Die Kosten – ein Überblick
Nach einem telefonischen Erstkontakt erhalten Sie Ihre persönliche Empfehlung für die Zeit Ihrer Paartherapie. Dabei kommt es besonders darauf an, wie stark der geschützte Raum des geführten Gespräches benötigt wird. Diese Einschätzung kann ich Ihnen, dank vieler Jahre erfolgreicher Praxis, nach unserem Erstgespräch geben. Erhalten Sie sofort die Hilfe, die Sie brauchen.
Telefonischer Erstkontakt: kostenfrei
Wenn Sie sich für eine Paartherapie interessieren und Fragen haben, rufen Sie gerne an. In einem solchen Vorgespräch können Sie herausfinden, ob eine Paartherapie bei Ihrer Thematik angebracht ist und alle weiteren für Sie wichtigen organisatorischen Fragen rund um die Therapie klären. Außerdem können Sie einen Termin für ein Erstgespräch vereinbaren.

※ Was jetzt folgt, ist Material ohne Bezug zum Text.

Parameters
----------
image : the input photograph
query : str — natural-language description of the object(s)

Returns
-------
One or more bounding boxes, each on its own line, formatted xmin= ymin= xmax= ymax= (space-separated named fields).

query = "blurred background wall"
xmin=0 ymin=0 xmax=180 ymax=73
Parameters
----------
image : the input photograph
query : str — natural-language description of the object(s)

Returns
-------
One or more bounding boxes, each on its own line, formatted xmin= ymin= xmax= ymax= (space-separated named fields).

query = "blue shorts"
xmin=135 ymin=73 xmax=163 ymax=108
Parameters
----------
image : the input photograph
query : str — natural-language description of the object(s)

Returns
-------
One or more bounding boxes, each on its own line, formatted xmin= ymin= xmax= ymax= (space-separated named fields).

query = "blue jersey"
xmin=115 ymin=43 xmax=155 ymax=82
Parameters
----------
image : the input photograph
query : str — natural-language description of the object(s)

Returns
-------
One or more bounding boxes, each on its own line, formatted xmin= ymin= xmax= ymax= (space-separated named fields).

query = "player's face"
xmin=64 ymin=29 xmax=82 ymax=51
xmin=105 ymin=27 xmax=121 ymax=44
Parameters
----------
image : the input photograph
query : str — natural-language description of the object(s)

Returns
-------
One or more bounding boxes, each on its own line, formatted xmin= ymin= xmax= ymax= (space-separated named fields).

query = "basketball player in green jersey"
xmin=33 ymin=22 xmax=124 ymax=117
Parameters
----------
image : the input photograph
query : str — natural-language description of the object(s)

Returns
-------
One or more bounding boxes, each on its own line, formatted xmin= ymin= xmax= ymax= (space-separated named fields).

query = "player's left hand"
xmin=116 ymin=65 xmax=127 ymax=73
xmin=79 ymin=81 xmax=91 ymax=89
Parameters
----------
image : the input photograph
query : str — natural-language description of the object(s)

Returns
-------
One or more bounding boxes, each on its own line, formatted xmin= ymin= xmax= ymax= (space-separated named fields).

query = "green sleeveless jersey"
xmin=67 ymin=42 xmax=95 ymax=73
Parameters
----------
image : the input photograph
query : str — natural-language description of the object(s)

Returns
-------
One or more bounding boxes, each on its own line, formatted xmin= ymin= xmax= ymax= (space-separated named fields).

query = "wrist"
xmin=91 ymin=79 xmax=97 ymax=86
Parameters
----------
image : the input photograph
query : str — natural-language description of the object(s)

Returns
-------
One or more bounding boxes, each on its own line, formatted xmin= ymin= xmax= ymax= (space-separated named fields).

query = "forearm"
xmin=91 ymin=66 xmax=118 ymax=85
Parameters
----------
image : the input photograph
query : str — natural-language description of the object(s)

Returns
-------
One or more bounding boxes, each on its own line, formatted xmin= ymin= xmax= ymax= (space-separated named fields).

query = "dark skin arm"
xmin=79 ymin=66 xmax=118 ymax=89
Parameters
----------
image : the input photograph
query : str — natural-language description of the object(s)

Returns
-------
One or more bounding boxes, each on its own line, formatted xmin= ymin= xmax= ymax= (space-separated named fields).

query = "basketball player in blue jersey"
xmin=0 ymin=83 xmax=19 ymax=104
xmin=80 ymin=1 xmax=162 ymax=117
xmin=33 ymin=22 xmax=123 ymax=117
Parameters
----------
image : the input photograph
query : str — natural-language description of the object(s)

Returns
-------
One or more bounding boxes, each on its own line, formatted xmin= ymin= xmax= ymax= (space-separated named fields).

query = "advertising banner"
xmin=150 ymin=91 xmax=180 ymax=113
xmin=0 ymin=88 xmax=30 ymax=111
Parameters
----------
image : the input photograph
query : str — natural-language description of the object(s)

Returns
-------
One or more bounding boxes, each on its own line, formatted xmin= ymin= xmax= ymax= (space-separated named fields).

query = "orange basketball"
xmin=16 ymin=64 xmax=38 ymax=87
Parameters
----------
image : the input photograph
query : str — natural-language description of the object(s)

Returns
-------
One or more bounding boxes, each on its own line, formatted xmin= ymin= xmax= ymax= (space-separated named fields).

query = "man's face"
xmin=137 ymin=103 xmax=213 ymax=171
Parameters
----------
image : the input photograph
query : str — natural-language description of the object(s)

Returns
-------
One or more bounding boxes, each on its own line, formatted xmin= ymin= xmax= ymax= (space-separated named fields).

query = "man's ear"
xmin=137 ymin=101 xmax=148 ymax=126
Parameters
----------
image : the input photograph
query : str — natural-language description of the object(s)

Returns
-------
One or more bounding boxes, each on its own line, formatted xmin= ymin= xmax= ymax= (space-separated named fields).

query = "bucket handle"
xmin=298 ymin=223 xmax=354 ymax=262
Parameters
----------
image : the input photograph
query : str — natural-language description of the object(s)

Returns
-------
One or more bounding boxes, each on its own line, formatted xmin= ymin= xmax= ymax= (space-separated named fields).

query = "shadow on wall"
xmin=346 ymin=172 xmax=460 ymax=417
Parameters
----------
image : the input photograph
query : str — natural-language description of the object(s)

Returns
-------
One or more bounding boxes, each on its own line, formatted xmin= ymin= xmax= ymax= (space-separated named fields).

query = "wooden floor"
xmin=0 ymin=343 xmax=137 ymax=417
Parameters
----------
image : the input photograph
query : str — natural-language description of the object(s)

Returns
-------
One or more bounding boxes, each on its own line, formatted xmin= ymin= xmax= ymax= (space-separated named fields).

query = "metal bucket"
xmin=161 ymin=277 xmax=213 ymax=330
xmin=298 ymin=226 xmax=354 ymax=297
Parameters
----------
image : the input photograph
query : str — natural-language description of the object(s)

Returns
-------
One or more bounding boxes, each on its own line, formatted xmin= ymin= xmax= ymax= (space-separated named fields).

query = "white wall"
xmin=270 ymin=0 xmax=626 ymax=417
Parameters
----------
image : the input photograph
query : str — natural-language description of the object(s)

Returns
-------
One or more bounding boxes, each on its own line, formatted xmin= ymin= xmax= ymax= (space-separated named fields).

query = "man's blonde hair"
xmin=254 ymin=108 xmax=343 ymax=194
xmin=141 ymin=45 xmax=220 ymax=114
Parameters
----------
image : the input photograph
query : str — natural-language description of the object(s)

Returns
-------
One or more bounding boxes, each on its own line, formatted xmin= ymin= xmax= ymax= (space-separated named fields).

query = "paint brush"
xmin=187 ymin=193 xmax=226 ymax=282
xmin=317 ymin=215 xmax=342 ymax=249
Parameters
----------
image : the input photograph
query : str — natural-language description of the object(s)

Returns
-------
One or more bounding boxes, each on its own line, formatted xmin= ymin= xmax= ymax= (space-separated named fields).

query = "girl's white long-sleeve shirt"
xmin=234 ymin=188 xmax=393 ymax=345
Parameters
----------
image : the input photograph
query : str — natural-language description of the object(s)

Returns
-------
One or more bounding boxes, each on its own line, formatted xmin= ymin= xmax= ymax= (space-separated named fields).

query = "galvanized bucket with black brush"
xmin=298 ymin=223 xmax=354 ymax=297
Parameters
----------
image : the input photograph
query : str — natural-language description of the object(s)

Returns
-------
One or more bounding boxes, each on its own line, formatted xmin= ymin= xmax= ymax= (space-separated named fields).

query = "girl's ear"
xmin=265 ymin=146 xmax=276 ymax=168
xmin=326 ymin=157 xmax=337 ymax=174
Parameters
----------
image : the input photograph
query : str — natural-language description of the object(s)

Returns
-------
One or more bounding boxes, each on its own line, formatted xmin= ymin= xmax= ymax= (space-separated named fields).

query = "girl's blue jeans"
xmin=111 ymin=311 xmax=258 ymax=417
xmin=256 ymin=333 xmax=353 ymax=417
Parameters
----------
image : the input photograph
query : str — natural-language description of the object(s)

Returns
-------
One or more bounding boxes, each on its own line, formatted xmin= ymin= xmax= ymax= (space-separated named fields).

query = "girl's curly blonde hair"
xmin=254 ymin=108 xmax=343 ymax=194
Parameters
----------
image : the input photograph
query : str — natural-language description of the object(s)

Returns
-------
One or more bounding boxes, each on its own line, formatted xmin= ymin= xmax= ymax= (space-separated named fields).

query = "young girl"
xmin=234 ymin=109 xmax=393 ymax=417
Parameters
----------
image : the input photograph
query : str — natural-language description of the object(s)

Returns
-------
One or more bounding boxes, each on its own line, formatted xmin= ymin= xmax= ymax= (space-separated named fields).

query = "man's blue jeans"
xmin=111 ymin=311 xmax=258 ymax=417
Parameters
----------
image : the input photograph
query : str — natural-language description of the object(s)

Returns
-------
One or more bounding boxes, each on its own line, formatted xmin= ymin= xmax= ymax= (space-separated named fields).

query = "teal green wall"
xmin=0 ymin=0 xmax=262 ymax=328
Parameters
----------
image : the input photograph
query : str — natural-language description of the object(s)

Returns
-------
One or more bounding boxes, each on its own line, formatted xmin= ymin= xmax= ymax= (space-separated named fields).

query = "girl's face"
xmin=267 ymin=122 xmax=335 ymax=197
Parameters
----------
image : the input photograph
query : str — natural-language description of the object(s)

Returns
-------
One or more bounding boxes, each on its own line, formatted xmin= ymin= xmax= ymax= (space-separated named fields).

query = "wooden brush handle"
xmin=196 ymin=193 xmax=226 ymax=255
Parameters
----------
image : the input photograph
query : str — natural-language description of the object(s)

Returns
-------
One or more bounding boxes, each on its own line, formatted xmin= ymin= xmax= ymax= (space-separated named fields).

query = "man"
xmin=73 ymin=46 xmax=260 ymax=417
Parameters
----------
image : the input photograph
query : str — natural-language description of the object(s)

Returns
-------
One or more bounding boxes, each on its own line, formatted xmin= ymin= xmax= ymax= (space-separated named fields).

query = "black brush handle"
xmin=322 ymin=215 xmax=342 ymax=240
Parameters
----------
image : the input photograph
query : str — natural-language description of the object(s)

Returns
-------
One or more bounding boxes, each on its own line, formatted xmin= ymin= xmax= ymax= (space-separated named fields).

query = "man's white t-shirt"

60-minütiges Erstgespräch: 130 Euro
Das Erstgespräch ist dazu da, sich gegenseitig kennen zu lernen. Sie lernen mich und meine Arbeitsweise kennen und ich gewinne erste Eindrücke von Ihnen als Paar. In dieser ersten Stunde werden Sie ausreichend Gelegenheit haben, von Ihrer Thematik zu berichten und gegebenenfalls erste Impulse für sich mitnehmen können. Nach dem Gespräch können Sie sich entscheiden, ob für Sie der Weg einer Paartherapie der Richtige ist. Selbstverständlich kann ich Ihnen nach dem Erstgespräch eine Einschätzung dazu abgeben, welches der beiden angebotenen Pakete bei ihrer Thematik am hilfreichsten sein wird.

Wer bezahlt die Kosten für eine Paartherapie?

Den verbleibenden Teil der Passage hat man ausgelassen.